This program aims to advance practical knowledge on means of addressing the
legal needs of the poor in developing countries. IDLO intends to use the
knowledge generated to strengthen the evidence base for mainstreaming legal
empowerment in poverty reduction, and economic and social development
strategies.
This program is being implemented by the IDLO Unit for Research, Policy and
Strategic Initiatives and is being supported by the Bill and Melinda Gates
Foundation (www.gatesfoundation.org) as part of IDLO’s broader research program.
The project has six components.
Legal Empowerment and Justice for the Poor
A series of qualitative and quantitative scholarly articles on approaches to
integrating justice and development in ways that benefit the poor and other
disadvantaged populations. The articles will be published in an edited volume
and on the IDLO website as an online working paper series.
See a range of full text articles here:
www.idlo.int/ENGLISH/External/IPLEWP.asp
Community Land Titling Initiative
Action-oriented research in cooperation with local partners in Uganda,
Liberia and Mozambique into how best to support communities to make use of
existing community land titling procedures, and thereby increase the land tenure
security of the rural poor.
Enhancing Legal Empowerment Through Engagement with Customary Justice
Systems
A combination of research-related activities that aims to provide insights
into how it may be possible to improve the functioning of customary justice
systems and identify entry points for how they can be used as vehicles for the
legal empowerment of the poor.
Activities include field research in Namibia by the Van Vollenhoven Institute
for Law Governance and Development at Leiden University, provision of 4-6 small
grants for independent action-based research and a call for papers by academics
or practitioners to be published in an edited volume.

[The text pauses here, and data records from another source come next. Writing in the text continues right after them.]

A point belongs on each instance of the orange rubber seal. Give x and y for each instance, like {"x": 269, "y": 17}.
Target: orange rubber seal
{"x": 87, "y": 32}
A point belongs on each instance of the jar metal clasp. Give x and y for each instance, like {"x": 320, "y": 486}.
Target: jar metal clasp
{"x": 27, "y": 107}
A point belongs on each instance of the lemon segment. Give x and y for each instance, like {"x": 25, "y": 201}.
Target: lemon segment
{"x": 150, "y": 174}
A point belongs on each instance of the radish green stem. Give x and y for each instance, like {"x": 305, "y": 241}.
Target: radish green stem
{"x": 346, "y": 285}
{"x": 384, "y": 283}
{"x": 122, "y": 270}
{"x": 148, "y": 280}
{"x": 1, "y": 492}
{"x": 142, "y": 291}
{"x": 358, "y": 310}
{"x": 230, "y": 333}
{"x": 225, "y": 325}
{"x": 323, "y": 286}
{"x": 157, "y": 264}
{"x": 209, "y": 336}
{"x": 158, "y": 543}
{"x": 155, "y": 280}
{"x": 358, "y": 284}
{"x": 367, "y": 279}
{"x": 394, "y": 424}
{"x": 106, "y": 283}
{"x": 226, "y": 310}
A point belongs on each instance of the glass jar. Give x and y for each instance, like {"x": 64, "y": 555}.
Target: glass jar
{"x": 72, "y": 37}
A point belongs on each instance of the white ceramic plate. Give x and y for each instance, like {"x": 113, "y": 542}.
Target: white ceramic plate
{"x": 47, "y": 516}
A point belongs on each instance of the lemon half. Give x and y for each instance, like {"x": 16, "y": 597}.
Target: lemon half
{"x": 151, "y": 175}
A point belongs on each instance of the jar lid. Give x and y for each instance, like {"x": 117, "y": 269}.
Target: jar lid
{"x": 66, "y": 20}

Strengthening the Legal Protection Framework for Girls
Research in cooperation with local partners in India, Bangladesh, Kenya and
Liberia into the legal protection framework for girls in 7 key thematic areas:
birth registration, access to education, access to property, child labor, child
trafficking, commercial sexual exploitation of children and child marriage. This
will be followed by pilot work by local partners responding to recommendations
arising out of the research.
Consumer Protection in the Microfinance Industry: Loan Agreements, Dispute
Resolutions and Debt Collection Practices
A comparative study of the state of consumer protection laws, regulations and
administrative practices in relation to microfinance borrowing by the poor, many
of whom are financially if not functionally illiterate. Survey of law and
practice in 20 countries focusing on contracts for microfinance loans,
microfinance dispute resolution mechanisms and debt collection practices; more
in-depth research of these issues in Kenya, Egypt, Cameroon, India (Tamil Nadu)
and Colombia.
Protection of Traditional Knowledge and Cultural Heritage of Indigenous
Communities with a Special Focus on the Agricultural Sector
Selected communities in Kenya will be encouraged to learn about their legal
rights to protect their traditional knowledge and to experiment with the
development of new community-based mechanisms (such as a traditional knowledge
commons) that will enable them to set the conditions under which they share such
knowledge with non-traditional users.